Tempos Imediatos
Uma pergunta intrigante para iniciar este texto. Nos últimos dias, tenho observado muitas pessoas tirando autorretratos — as famosas selfies — e algo me chamou a atenção: o que será que cada uma delas pensa ao se ver na tela do celular?
Quando nos fotografamos, estamos não apenas registrando um momento, mas também analisando nossa própria imagem. E, quase automaticamente, surge a dúvida: posto ou não posto? Esse questionamento, muitas vezes inconsciente, carrega um julgamento sobre nós mesmos, sobre como queremos ser vistos e, sobretudo, sobre como acreditamos que seremos avaliados pelos outros.
Para que uma foto vá parar nas redes sociais, ela precisa carregar significados. Não postamos apenas por registrar; postamos porque queremos comunicar algo. Mas o que exatamente estamos dizendo? Geralmente, buscamos transmitir felicidade, empoderamento, status, pertencimento. A partir desse momento, nos tornamos reféns da imagem que projetamos, sujeitos a julgamentos alheios que, em troca, nos oferecem a moeda da validação social: curtidas.

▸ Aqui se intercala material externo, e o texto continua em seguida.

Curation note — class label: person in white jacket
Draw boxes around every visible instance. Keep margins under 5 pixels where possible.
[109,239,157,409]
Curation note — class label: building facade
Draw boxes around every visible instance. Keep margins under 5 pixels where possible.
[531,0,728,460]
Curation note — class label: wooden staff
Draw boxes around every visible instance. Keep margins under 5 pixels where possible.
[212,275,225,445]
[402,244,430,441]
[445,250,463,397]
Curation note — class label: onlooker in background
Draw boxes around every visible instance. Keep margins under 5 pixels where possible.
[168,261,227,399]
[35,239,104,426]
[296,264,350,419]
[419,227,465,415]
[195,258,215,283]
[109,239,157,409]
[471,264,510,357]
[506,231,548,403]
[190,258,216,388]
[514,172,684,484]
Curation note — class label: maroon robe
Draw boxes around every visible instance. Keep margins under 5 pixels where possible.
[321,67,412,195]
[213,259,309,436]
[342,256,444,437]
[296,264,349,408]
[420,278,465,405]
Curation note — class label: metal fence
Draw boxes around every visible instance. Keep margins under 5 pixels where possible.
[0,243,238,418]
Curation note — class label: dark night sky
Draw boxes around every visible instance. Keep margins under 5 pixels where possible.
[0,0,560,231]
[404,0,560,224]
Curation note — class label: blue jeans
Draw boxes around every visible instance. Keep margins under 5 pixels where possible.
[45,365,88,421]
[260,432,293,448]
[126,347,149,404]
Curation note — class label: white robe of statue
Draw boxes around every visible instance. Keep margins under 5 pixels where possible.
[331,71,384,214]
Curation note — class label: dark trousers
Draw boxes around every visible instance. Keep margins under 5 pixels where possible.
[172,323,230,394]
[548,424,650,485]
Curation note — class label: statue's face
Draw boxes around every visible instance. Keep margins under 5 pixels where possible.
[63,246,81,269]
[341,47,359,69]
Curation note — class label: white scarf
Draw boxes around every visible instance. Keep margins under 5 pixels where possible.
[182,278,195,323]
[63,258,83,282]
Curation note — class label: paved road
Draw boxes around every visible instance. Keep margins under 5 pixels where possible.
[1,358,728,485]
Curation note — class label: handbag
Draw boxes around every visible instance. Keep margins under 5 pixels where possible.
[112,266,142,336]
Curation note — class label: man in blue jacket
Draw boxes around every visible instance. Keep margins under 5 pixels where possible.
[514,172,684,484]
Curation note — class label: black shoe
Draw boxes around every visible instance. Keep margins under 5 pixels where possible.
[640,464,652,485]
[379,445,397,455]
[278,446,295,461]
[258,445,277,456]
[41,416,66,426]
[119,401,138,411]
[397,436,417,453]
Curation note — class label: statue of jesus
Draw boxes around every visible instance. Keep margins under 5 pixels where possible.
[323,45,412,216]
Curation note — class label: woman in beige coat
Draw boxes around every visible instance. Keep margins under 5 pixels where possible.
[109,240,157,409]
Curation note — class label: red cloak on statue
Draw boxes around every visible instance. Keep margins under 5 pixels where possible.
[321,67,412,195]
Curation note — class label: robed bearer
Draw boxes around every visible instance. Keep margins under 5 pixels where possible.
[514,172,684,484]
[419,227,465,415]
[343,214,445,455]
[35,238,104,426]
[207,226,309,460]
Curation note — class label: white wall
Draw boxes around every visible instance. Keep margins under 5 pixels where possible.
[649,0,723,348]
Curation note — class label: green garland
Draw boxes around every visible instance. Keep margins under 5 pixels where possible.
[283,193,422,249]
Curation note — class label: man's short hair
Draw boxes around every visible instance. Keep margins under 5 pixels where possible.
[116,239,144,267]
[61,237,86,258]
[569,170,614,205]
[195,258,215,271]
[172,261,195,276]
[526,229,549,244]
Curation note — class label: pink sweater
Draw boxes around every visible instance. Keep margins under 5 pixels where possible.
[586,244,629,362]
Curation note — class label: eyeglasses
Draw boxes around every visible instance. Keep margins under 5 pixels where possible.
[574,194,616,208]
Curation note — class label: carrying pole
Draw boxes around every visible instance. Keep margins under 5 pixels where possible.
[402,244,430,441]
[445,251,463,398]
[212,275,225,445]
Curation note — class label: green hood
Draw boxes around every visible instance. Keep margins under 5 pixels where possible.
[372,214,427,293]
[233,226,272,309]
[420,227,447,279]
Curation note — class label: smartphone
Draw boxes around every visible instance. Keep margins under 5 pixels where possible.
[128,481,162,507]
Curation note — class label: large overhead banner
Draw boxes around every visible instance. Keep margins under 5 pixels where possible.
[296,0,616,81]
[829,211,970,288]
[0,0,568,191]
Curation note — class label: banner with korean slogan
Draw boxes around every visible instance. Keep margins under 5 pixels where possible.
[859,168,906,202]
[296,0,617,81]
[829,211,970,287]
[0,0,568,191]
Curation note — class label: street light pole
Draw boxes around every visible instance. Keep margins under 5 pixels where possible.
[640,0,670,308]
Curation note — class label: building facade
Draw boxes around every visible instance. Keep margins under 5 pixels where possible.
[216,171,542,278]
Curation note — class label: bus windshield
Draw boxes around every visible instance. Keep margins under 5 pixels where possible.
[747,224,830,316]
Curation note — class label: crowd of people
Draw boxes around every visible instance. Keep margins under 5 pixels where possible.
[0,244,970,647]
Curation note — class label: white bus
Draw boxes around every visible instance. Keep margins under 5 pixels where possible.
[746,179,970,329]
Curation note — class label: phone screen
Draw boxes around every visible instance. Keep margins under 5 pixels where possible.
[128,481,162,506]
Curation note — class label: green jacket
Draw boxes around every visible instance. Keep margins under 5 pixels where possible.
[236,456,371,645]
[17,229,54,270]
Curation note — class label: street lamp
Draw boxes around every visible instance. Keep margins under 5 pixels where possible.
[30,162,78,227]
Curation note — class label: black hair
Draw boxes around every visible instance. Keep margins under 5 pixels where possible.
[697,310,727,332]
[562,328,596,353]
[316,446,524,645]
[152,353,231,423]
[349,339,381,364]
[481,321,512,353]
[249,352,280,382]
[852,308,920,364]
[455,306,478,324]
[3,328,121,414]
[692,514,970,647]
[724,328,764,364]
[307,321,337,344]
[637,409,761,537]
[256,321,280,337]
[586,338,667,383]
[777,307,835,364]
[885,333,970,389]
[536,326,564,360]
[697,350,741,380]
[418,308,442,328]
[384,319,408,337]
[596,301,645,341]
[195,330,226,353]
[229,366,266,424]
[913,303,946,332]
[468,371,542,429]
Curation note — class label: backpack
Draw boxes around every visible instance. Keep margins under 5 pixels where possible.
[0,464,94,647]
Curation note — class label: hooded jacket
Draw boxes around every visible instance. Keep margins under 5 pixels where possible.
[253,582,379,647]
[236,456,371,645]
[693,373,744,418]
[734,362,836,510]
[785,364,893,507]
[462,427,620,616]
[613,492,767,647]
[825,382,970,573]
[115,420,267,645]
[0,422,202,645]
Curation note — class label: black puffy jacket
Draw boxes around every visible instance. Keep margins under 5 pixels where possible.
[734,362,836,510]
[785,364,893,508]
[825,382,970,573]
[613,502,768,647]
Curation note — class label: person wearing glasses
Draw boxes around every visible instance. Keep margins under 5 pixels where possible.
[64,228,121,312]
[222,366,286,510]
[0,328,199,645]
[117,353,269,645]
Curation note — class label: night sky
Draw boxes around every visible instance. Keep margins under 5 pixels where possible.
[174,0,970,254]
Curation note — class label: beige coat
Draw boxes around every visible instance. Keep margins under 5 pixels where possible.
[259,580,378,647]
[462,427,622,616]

Cada curtida reforça a sensação de sucesso, ainda que passageiro, instantâneo, superficial. O prazer que ela proporciona é fugaz — tanto que, mal terminamos uma postagem, já estamos pensando na próxima: qual será o cenário? O que vou segurar? Em qual lugar da moda estarei? Tudo para garantir um novo instante de aprovação.
Essa necessidade compulsiva de postar e ser visto nos empurra para uma engrenagem invisível: somos coagidos a exibir cada ângulo, cada objeto desejável — e, se for um objeto de desejo coletivo, melhor ainda. A busca pela admiração alheia se torna tão intensa que nem percebemos quando esse ciclo se transforma em vício. A ansiedade se instala, e a vida parece girar em torno da próxima publicação.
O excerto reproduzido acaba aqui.